Additionally, other data can be used to make sampling site selection more effective. The functions that help to prepare the data for analysis also allow users to include:

  • Sites selected a priori.- A data.frame of sites that researchers consider important to be included in any set of localities to be sampled. These site(s) will be included (by force) in any of the results obtained in later analyses. Using these sites represents a good opportunity to consider areas that are well known and should be included to monitor biodiversity changes in a region.
  • A mask to restrict analyses to smaller areas.- A spatial polygon that reduces the region of interest to areas that are considered to be more relevant for analysis can be considered. Some examples of how to define these masks include areas with natural vegetation, areas that are accessible, regions with particular vegetation cover types, etc. This mask is usually in the same format that the Region of interest.

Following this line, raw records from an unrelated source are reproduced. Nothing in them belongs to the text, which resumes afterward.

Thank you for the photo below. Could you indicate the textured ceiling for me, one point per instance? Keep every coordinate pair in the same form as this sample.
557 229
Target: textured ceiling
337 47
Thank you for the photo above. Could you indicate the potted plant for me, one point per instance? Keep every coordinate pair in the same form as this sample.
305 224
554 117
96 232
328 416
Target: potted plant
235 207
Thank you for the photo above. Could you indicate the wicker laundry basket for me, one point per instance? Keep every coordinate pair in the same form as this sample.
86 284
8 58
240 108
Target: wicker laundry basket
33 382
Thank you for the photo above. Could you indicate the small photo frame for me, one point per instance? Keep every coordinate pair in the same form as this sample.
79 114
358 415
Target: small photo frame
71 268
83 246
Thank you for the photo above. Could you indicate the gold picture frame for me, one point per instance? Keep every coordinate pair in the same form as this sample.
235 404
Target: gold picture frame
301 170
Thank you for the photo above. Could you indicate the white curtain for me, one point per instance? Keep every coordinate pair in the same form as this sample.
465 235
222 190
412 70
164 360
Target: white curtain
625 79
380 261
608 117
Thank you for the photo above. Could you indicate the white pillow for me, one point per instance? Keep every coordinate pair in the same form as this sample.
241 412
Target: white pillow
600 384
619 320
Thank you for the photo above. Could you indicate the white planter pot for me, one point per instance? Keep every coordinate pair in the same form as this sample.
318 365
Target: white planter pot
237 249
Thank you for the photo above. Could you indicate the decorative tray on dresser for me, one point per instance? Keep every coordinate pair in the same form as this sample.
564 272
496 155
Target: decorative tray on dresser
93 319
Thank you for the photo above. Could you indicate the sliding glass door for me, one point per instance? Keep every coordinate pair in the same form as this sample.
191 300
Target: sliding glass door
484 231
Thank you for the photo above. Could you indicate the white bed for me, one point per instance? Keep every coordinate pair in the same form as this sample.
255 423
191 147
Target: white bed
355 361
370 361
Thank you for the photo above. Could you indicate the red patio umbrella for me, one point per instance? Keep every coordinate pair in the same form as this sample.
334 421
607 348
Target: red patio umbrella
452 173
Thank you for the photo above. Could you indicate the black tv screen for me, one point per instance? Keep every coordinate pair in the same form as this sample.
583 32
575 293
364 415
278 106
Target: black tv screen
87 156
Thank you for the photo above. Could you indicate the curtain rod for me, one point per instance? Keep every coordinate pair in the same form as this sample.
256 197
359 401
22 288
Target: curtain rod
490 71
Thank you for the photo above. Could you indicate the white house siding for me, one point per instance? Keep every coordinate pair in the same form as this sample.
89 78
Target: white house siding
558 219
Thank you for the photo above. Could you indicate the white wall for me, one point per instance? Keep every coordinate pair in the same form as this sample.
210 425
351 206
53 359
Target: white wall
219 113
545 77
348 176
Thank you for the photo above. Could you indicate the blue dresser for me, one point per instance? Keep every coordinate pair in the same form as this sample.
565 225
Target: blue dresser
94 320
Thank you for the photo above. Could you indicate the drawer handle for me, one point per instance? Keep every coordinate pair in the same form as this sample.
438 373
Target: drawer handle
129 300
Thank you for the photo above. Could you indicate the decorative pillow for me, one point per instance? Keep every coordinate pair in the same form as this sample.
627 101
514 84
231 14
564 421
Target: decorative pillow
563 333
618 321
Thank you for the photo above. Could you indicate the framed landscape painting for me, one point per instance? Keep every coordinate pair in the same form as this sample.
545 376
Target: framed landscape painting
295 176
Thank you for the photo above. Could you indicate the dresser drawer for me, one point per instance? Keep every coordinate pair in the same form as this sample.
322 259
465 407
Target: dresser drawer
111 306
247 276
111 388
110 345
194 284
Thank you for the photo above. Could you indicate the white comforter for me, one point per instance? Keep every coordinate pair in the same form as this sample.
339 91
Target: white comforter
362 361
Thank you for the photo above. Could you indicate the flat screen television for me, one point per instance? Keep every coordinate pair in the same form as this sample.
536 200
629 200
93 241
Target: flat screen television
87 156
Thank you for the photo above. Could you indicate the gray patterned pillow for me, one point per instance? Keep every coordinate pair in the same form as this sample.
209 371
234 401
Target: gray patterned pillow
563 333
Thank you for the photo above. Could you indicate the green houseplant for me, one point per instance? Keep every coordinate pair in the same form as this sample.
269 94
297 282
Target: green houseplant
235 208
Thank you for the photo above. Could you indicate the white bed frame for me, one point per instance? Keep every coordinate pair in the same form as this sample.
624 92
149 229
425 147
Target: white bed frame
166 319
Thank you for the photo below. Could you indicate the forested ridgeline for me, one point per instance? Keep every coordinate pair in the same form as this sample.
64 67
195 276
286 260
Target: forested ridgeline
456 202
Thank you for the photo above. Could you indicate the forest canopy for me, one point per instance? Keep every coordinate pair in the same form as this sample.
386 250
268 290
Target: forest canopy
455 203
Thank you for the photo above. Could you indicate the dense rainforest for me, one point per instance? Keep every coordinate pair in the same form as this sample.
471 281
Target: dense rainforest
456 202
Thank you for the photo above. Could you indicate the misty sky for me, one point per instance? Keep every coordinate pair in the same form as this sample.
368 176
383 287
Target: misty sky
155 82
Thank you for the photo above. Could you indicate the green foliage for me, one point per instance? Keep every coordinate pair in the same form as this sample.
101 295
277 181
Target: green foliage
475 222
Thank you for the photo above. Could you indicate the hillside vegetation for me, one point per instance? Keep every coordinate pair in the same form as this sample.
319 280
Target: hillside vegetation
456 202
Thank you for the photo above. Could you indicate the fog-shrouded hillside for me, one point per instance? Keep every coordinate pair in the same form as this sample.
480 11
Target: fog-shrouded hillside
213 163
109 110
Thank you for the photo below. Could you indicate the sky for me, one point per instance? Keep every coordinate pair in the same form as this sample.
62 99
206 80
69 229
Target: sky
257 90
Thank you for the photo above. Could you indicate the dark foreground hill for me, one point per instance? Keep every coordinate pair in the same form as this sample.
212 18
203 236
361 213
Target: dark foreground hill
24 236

If enough, good-quality data on species distributions are available, analyses of the effectiveness of sampling sites can be performed. The data used to prepare information to perform such analyses can be of different types:

  • Spatial polygons of species distributions
  • Raster layers defining suitable and unsuitable areas
  • Geographic points of species occurrences

The geographic projection of objects or coordinates involved in analyses must be WGS84 (EPSG:4326). Environmental and geographic information is all what is needed to select biodiversity survey sites (sampling sites). Information about species distribution is not required, but if it exists and is reliable, it can be used to test the effectiveness of the sampling sites selected based on what is known about species richness in the region of interest.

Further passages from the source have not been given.